Yeah, I can definitely agree on that -- the majority of the fonts I
found with trouble were clearly subsetted and sold for cheap. The
problem is that these fonts over-represent the languages they support,
and you end up with blanks where characters should be. Of course,
picking fonts by language support is not something we usually want to do
with display fonts anyways, so maybe the bugs won't have that much
negative impact.

I thought about this more.  I don't think in reality this will be a problem.  For language-driven selection, we typically have good aliases set up.  My gut feeling is that the problem is more with extended Latin fonts, not other scripts.  I came up with ideas for keeping the old behavior while benefiting from the speedup.  That said, we have to decide whether the previous behavior is desired or not.  As Khaled pointed out, many advanced fonts can benefit from mapping to an empty glyph and transforming it in GSUB/GPOS...  I like allowing that.
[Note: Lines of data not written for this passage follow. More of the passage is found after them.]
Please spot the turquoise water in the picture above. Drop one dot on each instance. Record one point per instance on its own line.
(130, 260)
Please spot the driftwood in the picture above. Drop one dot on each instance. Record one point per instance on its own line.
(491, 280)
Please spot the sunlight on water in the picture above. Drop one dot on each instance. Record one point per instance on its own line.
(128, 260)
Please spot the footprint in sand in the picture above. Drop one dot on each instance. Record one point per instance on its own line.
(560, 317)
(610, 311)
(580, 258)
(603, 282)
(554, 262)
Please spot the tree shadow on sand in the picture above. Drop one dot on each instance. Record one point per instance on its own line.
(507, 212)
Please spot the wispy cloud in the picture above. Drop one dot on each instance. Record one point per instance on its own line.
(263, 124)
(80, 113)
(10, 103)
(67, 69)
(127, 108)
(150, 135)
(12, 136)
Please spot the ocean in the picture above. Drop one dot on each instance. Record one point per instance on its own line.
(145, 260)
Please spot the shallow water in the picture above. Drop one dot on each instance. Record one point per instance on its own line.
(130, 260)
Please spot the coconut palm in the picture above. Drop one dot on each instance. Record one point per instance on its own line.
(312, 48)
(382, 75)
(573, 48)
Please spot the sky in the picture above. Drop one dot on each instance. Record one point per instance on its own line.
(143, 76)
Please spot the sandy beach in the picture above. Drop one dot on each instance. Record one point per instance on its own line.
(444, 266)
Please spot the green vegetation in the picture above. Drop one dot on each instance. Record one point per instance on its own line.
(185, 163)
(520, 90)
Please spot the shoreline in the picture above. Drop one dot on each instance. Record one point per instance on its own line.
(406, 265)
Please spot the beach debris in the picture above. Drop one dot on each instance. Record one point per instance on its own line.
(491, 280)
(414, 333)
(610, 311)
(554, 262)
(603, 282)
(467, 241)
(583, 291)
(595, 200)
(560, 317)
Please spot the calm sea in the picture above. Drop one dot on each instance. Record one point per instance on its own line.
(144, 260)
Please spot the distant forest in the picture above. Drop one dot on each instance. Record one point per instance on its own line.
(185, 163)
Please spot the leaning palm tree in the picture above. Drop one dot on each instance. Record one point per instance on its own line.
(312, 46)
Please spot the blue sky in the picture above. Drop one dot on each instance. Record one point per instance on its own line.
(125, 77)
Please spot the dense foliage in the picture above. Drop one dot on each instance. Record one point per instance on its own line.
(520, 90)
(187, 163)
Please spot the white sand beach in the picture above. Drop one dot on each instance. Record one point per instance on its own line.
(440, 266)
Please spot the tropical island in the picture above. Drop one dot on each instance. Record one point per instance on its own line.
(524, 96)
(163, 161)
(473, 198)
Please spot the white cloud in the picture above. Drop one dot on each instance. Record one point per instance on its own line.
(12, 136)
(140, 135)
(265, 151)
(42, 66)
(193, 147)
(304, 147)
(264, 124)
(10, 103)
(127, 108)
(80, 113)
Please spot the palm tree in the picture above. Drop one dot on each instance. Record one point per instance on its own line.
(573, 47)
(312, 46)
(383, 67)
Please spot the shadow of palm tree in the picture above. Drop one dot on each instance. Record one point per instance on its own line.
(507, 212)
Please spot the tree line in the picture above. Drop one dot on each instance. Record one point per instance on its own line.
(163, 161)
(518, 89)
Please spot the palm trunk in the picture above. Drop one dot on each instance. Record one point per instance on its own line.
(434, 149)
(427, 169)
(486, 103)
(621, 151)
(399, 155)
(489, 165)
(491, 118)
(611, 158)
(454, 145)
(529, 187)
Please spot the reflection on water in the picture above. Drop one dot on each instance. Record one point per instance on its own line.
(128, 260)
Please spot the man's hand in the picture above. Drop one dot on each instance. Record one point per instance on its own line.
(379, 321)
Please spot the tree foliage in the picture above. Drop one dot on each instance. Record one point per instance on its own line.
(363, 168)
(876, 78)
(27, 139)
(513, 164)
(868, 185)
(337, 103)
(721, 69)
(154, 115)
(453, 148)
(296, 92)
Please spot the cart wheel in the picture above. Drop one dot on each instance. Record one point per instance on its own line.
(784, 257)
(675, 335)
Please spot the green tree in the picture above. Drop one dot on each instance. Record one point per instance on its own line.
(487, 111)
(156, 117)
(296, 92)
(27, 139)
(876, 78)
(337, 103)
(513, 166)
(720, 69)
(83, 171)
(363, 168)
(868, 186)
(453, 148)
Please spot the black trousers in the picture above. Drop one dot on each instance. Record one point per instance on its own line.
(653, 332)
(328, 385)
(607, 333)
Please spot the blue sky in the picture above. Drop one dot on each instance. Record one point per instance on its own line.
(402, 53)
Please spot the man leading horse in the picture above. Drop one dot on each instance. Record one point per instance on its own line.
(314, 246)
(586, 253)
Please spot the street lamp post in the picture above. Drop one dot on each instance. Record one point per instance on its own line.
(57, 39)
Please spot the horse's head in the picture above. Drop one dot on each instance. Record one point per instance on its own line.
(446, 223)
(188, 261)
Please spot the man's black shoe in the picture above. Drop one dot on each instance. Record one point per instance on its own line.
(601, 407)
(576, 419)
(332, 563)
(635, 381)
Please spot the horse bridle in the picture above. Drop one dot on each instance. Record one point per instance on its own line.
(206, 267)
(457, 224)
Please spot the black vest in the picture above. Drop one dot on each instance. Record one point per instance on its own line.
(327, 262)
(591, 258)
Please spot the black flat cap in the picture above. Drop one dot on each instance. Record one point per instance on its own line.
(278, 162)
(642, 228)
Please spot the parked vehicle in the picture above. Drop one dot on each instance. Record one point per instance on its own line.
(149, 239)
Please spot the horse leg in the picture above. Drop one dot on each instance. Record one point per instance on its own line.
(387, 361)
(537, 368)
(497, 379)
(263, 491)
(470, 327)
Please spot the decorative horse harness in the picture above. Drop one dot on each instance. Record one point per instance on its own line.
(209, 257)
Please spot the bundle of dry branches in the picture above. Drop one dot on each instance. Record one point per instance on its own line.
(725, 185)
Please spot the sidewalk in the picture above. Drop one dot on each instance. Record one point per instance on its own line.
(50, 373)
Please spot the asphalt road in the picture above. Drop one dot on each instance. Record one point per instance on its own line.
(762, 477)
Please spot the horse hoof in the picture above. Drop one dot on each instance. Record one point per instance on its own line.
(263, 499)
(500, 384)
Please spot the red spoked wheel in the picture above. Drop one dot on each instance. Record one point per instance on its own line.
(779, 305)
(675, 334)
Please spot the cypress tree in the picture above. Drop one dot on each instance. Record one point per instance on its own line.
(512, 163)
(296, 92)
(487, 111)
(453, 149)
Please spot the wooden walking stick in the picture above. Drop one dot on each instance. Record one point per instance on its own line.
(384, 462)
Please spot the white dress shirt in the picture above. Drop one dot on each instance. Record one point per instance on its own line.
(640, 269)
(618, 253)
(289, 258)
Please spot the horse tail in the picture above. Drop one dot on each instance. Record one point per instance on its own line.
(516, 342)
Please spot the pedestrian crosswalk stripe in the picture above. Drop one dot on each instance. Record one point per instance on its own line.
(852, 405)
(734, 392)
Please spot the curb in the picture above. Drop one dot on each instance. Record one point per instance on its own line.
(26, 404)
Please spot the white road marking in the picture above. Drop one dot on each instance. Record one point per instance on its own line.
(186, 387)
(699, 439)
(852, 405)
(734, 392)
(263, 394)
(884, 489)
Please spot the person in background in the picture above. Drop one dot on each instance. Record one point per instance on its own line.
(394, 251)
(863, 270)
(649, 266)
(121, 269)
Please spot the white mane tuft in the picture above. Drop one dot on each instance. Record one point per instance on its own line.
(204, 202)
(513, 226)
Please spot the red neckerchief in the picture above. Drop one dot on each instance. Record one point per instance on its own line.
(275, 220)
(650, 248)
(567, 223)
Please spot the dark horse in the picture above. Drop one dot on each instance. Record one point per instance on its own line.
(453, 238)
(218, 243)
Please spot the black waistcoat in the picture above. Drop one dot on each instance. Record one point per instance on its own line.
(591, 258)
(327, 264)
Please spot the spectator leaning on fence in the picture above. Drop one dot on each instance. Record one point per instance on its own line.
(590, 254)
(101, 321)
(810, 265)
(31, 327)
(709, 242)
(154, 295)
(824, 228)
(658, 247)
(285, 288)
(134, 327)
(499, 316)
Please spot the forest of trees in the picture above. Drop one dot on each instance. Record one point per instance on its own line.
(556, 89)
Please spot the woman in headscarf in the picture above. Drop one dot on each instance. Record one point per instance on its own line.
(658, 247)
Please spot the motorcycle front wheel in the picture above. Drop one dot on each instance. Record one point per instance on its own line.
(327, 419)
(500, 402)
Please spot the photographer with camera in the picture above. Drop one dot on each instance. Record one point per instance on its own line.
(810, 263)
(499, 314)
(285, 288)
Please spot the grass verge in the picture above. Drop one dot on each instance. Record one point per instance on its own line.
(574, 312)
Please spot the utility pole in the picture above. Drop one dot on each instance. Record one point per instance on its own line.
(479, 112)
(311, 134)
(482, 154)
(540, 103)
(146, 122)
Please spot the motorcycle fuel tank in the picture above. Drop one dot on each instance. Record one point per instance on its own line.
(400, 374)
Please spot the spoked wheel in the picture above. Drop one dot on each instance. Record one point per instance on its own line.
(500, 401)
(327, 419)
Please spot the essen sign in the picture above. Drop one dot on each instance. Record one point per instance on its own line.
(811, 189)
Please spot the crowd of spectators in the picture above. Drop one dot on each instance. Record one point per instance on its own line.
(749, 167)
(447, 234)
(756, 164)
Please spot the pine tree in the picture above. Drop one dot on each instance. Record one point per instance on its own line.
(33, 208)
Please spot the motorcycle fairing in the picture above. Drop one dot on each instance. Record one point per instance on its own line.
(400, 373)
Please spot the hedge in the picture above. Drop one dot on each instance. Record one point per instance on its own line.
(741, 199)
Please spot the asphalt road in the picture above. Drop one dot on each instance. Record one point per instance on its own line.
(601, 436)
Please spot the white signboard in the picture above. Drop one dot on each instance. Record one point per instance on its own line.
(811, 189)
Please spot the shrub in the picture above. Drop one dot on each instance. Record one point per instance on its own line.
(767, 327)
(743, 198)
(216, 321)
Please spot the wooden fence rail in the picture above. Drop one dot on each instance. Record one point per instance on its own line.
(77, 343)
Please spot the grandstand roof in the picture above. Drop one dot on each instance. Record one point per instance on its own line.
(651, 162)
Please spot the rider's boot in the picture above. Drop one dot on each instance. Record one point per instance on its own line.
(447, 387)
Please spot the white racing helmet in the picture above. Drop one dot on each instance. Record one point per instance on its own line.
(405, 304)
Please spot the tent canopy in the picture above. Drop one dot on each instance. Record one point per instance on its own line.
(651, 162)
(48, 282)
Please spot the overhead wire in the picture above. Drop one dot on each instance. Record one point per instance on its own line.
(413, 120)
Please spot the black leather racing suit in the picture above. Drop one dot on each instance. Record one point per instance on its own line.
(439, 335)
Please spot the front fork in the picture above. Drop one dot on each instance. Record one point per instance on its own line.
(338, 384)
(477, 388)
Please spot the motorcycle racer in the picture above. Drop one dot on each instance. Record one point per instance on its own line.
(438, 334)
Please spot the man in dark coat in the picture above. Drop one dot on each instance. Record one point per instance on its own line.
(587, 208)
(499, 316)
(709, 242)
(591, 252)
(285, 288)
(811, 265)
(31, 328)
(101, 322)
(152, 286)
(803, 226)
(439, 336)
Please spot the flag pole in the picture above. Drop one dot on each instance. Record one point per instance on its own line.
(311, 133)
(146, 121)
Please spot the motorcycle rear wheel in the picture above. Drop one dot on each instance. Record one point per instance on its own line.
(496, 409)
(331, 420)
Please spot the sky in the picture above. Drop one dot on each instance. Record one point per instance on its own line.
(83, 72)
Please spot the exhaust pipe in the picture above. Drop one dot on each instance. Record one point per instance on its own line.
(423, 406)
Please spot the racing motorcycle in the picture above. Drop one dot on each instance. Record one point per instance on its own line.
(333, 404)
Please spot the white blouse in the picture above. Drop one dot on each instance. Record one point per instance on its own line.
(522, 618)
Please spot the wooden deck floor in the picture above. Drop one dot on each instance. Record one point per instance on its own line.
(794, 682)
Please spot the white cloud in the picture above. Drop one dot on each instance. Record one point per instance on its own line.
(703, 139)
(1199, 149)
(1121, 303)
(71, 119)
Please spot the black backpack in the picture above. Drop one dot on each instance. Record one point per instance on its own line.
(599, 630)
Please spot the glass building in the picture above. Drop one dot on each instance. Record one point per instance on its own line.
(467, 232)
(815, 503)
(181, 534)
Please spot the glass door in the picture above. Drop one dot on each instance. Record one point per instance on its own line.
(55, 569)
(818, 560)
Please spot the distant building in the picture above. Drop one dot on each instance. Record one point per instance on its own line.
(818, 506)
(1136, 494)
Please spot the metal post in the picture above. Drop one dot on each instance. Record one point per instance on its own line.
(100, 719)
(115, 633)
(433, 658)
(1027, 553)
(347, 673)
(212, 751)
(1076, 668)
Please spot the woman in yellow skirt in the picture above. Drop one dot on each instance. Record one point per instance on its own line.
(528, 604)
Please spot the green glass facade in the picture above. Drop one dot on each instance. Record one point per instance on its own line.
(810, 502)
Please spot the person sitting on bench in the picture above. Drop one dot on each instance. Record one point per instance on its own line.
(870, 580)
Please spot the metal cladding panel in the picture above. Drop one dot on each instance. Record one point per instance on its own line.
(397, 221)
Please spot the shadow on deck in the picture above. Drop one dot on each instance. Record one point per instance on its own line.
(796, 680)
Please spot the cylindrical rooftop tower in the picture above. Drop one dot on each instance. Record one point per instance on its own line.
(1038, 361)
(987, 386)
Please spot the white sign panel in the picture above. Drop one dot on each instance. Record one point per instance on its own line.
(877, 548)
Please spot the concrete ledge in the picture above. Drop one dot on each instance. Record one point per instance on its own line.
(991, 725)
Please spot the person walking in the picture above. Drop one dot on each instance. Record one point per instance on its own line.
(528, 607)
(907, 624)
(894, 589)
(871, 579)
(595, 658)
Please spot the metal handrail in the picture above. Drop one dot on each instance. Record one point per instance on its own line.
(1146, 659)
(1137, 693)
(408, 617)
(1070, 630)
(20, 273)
Anyway, here's some ideas for how to keep things fast while allowing for blank checks:

  - Previous code was super slow on color-emoji fonts since it was loading all PNGs.  Well, the outline check only applies to outline fonts.  So, for bitmap, no loading is good,

  - If font is not CFF or TrueType, fallback to loading.  This should handle Type1, etc, which I personally don't care about.  Alternatively, if those are not usually problematic, skip.

  - If Latin1 characters are particularly concerning (eg. the cheap subset category), we can always check for Latin1 chars only.  That still keeps the huge performance boost on larger fonts.

  - Assume CFF fonts are sane.  For TrueType, we can keep my 'loca' table check.  That detects all empty simple glyphs (but not composites) and was practically free in terms of measurable timing.  If and only if the loca check found an erratic glyph (ie. non FcBlank char having empty simple-glyph) then we do a full FT_Load_Glyph() check.  This should keep good fonts performant while taking care of bad fonts.

  - If CFF is so important to check, we can implement the same check as 'loca', using the CharString INDEX of the CFF, but that one is much harder to get hold of, so I'm willing to wait and see if CFF is a problem at all.

Anyway, we need to reach a rough consensus on which direction to go with this.  While the checks above sound smart, I have a hunch that keeping it simple results in less headache in the long term.